Paulinus, the first Bishop of York, was a Roman missionary who came on a mission in 601 to the Anglo-Saxons. He next appears in the history books in 625, disappearing for the next 20 years, probably in Kent, the first of the Saxon kingdoms to turn Christian under King Ethelbert (under his son, it reverted again briefly).
In 625 Paulinus accompanied King Eadbald of Kent’s sister on her journey to marry King Edwin of Northumbria, then the most powerful of the seven kingdoms. It would be, for the faith, a marriage of great importance, with Edwin and most of his subjects converting to the faith.

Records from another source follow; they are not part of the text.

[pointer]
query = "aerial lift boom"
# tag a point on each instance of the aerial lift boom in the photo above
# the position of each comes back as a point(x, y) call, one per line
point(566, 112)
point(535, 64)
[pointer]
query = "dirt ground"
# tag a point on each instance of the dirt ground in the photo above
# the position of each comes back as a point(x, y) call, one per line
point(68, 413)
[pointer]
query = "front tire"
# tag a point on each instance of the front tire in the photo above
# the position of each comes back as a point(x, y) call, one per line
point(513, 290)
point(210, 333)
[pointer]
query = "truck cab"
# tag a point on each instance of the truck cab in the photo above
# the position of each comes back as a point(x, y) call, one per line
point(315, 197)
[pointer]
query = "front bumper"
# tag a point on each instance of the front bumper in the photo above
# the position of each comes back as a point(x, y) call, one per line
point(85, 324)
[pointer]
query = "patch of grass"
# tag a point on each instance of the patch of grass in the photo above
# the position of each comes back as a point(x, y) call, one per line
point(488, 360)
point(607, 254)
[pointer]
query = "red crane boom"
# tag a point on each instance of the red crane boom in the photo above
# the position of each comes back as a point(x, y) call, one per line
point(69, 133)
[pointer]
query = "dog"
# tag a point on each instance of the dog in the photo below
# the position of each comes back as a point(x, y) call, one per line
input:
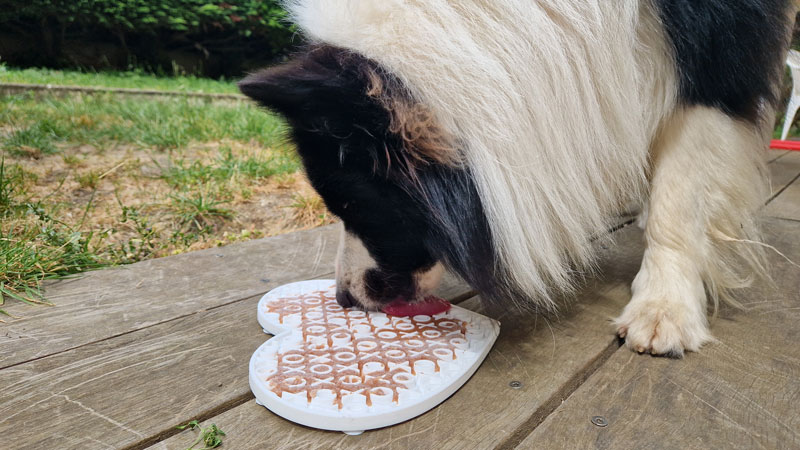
point(500, 138)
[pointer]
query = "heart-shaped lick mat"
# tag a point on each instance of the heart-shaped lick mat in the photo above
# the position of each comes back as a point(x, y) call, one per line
point(348, 370)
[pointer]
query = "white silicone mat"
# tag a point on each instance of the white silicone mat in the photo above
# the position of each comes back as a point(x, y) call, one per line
point(351, 371)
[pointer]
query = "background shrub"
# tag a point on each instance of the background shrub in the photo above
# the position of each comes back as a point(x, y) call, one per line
point(208, 37)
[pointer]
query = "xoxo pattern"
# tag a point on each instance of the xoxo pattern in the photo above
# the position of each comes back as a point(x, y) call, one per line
point(345, 352)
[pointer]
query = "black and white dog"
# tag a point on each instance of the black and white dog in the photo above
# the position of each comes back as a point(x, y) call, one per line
point(499, 138)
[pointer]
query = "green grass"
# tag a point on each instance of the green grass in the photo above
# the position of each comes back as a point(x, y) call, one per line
point(132, 80)
point(39, 124)
point(33, 245)
point(202, 178)
point(228, 167)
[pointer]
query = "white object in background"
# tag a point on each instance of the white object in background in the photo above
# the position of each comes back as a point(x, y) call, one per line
point(793, 61)
point(350, 371)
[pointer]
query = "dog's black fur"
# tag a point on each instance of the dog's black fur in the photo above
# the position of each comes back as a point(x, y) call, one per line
point(726, 51)
point(410, 214)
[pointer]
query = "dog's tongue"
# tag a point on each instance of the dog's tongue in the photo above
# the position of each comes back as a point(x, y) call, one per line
point(430, 306)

Paulinus also included St Hilda of Whitby, who would become one of the most important figures in the Anglo-Saxon Church.
Bede described Paulinus as “a man tall of stature, a little stooping, with black hair and a thin face, a hooked and thin nose, his aspect
both venerable and awe-inspiring”.
Paulinus persuaded the then pagan Edwin that the birth of a daughter, at a time when a Wessex-backed assassination attempt failed, was down to his prayers, and the king called a council on the subject of whether to convert. Edwin’s conversion would include, as later recalled by Bede, one of the most poignant passages of speech in medieval Europe. Debating whether they should abandon the old gods for the new, one counsellor spoke up: “The present life man, O king, seems to me, in comparison with that time which is unknown to us, like to the swift flight of a sparrow through the room.” The sparrow, he said, briefly moved through a warm room before going off into a dark room. “So this life of man appears for a short space but of what went before or what is to follow we are ignorant. If, therefore, this new doctrine contains something more certain, it seems justly to deserve to be followed.”
But it was not until Edwin was in exile, and had a dream that he would return to power when someone – Paulinus – laid their hand on his head, that he fully embraced God.
Edwin died in 633, and his kingdom reverted to paganism. Paulinus fled to Kent where he was made Bishop of Rochester. He remained there for another 11 years, and is buried in the cathedral, succeeded by Ithamar, the first Anglo-Saxon to become a bishop. When a new church was built by the Normans, his relics were transferred and remain there still.